Prosa. La mia piccola galassia
Nel paese di mia madre vivo oramai da alcuni anni, esattamente quattro perché ricordo che lì mi sono trasferito dopo la conclusione della scuola primaria.
In realtà, è come se avessi da sempre abitato nella casa dove lei è cresciuta, in quanto sin da piccino sono stato affidato alle cure dei nonni materni che occupano l’appartamento sopra quello dei miei genitori, un tempo dei miei bisnonni.
La villetta in questione si trova sulla via principale ed al centro di una piccola località di campagna, frazione del Comune di Mulazzano, posta lungo il Canale Muzza.
Il suo nome è di antica origine; infatti deriva dalla distanza (quattro miglia) dalla città di Lodi, il capoluogo di Provincia.
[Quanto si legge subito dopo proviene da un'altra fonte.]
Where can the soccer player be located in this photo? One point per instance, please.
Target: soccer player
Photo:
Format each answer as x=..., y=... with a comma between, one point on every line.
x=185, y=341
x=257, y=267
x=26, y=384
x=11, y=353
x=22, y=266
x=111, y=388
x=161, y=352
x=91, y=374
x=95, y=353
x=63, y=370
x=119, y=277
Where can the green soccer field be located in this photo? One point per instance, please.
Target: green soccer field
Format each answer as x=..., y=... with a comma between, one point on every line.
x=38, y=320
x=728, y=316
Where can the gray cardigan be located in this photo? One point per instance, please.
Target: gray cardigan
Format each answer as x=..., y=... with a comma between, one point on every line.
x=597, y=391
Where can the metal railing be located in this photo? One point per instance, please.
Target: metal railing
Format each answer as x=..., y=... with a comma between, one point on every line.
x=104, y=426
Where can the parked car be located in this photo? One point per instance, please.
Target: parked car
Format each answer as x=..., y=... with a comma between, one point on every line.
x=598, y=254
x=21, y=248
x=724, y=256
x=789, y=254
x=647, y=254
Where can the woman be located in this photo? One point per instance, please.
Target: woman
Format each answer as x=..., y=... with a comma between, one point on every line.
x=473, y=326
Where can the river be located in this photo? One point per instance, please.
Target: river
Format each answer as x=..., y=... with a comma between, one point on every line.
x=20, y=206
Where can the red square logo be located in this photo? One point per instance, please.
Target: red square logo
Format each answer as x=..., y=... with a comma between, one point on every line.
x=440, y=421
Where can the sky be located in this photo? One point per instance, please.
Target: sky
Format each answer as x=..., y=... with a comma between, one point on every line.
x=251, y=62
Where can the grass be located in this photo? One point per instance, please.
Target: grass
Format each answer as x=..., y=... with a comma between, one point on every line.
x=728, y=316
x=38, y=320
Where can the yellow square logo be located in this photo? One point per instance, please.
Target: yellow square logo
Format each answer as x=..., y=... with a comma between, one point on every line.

Un amico di famiglia e storico locale, in un suo libro ha scritto che è stato un feudo temporale e che la chiesa parrocchiale riuniva tutta la comunità.
Ebbene, ancora oggi il campanile della chiesa di San Pietro Apostolo è il simbolo del paese, fotografato da molti appassionati perché vi nidificano le cicogne.
Per il resto, è un paese normalissimo, immerso nel verde della pianura lombarda che confina con il Parco fluviale e agricolo Adda Sud, circondato da altre frazioni che sono per lo più cascine, dai nomi curiosi e perciò veri e propri toponimi: Isola Balba, Sabbione, Vignazza, Casolta e Mongattino.
Sicuramente è cambiato nel tempo e non poco; di fatto, dalle storie che mi sono state raccontate, si è modificato soprattutto nella disposizione delle abitazioni, nell’ampliamento dell’unica via IV Novembre in tante viuzze o zone residenziali e, purtroppo, nella scomparsa dei minuscoli negozi che lo tenevano “vivo”.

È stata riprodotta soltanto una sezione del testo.